Когда отец с сыном вошли в кабинет, легко было заметить, что сэр Джефри откликнулся на зов короля с такой же готовностью, с какой вскочил бы на коня при первом звуке боевой трубы. Его растрепанные седые волосы и беспорядок в одежде свидетельствовали о рвении и поспешности, выказанных им сейчас так же, как и в прежние времена, когда Карл Первый призвал его на военный совет, но теперь, в мирное время, такой его вид казался не совсем уместным в приемной дворца. Старик остановился было в дверях, но как только король приказал ему подойти, сэр Джефри, на которого нахлынули, тесня друг друга, волнующие воспоминания юности и зрелых лет, опустился перед королем на колени, схватил его руку и, не сказав ни слова, громко зарыдал. Карл, всегда очень чувствительный, когда то, что производило на него впечатление, находилось перед его глазами, позволил старику излить свои чувства, а потом сказал:

— Мой добрый сэр Джефри! Я вижу, тебе пришлось нелегко, мы обязаны вознаградить тебя и не преминем заплатить свой долг.

— Я нисколько не пострадал, государь, — ответил старик, — и вы мне ничем не обязаны. Меня не беспокоит то, что говорили обо мне эти негодяи. Я знал, что они не найдут и дюжины честных людей, которые поверили бы их вздорной клевете. Признаюсь, я слишком долго не мог отплатить им, когда они вздумали обвинять меня в измене вашему величеству; но столь скоро предоставленная мне возможность воздать почтение моему государю вознаграждает меня за все. Эти подлецы убеждали меня, что я не должен являться ко двору…

Герцог Ормонд заметил, что король покраснел, ибо это по его собственному приказанию сэру Джефри намекнули, чтобы он ехал домой, не появляясь в Уайтхолле. Более того — он заметил, что веселый старый кавалер не упустил случая за обедом промочить горло после всех волнений этого богатого событиями дня.

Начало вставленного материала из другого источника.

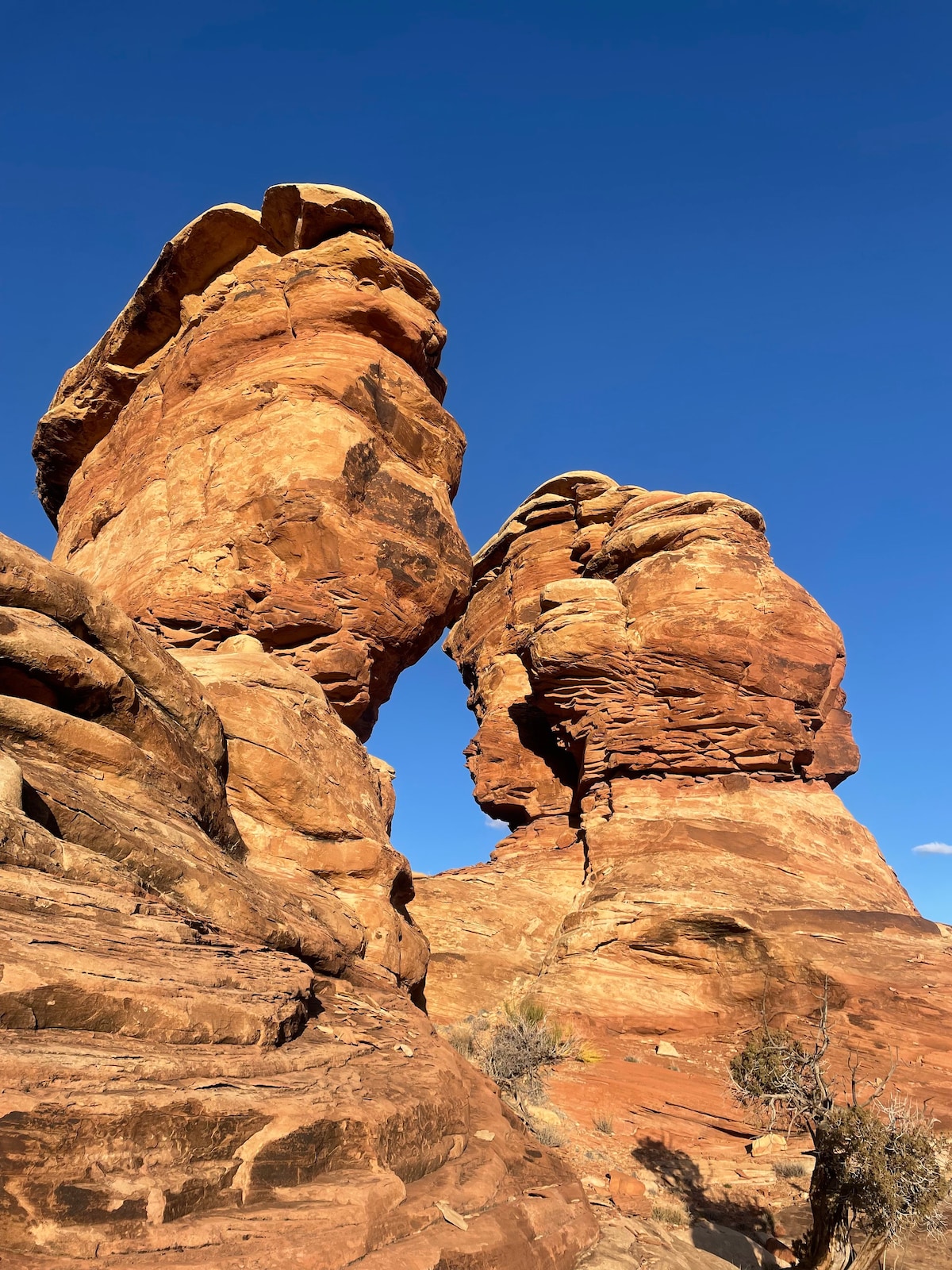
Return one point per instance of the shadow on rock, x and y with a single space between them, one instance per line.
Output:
681 1175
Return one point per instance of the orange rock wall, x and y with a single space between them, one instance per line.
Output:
209 1049
662 723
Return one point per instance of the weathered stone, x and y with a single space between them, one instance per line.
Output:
278 413
662 724
207 1045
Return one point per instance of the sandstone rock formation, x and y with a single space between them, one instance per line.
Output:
259 427
662 724
209 1049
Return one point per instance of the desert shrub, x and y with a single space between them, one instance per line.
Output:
547 1134
524 1045
670 1214
881 1172
603 1122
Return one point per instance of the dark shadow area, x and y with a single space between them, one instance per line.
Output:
682 1176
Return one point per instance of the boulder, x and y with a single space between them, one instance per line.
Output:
662 724
271 397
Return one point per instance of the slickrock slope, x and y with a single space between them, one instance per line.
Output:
662 725
209 1048
258 429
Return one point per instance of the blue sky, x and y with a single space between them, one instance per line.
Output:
696 245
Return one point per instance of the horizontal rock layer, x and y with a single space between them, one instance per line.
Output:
209 1047
662 723
258 444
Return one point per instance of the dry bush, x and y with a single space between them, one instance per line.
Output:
670 1214
603 1122
547 1134
881 1170
524 1045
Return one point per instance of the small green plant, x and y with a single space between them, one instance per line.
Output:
670 1214
522 1047
603 1122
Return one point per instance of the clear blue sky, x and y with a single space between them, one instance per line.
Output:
696 245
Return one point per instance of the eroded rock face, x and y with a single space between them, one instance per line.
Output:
662 724
209 1047
259 429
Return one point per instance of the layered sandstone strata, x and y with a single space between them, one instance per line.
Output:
207 1039
258 429
662 724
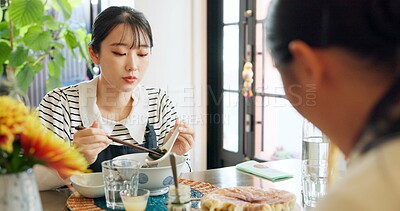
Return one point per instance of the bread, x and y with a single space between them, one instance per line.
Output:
248 198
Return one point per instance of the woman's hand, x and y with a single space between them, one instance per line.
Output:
185 140
91 141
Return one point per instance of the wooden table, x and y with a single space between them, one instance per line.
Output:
222 177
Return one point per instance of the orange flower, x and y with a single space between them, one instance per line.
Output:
12 115
37 143
6 138
42 144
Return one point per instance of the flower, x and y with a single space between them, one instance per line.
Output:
24 142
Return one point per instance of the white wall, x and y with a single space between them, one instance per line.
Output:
178 62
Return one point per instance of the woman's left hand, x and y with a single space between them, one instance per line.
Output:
185 140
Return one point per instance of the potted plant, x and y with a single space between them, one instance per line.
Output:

— Старый друг, -шепнул он, — вы забыли, что надо представить его величеству вашего сына. Позвольте мне взять на себя эту честь.

— Смиренно прошу вашу светлость извинить меня, — ответил сэр Джефри, — по этой чести я никому не уступлю, полагая, что отдать юношу на службу государю и внушить ему беспрекословное повиновение — святая обязанность отца, которую никто не может выполнить лучше него. Подойди, Джулиан, опустись на колени. Вот он, с позволения вашего величества, Джулиан Певерил, молодая поросль старого дуба; он не так высок, но силой не уступит мне, каков я был в дни юности. Примите его под свое покровительство, государь! Он будет вам верным слугой, a vendre et a pendre note 116, как говорят французы. Если Же когда-нибудь, будучи на службе вашего величества, он испугается огня или стали, топора или виселицы, я отрекусь от него, он мне не сын, и он может отправляться на остров Мэн или хоть к самому дьяволу — мне все равно.

Карл подмигнул Ормонду и с присущей ему любезностью выразил уверенность, что Джулиан будет следовать примеру доблестных своих предков, а всего более — своего отца, и добавил, что его светлость герцог Ормонд, вероятно, намерен поговорить с сэром Джефри подробнее о делах службы. Старый кавалер, поняв намек, щелкнул каблуками и отошел к герцогу, который начал его расспрашивать о происшествиях дня. Между тем король, удостоверившись, что сын не находится в столь веселом расположении духа, как отец, попросил его рассказать о том, что случилось с ними после суда.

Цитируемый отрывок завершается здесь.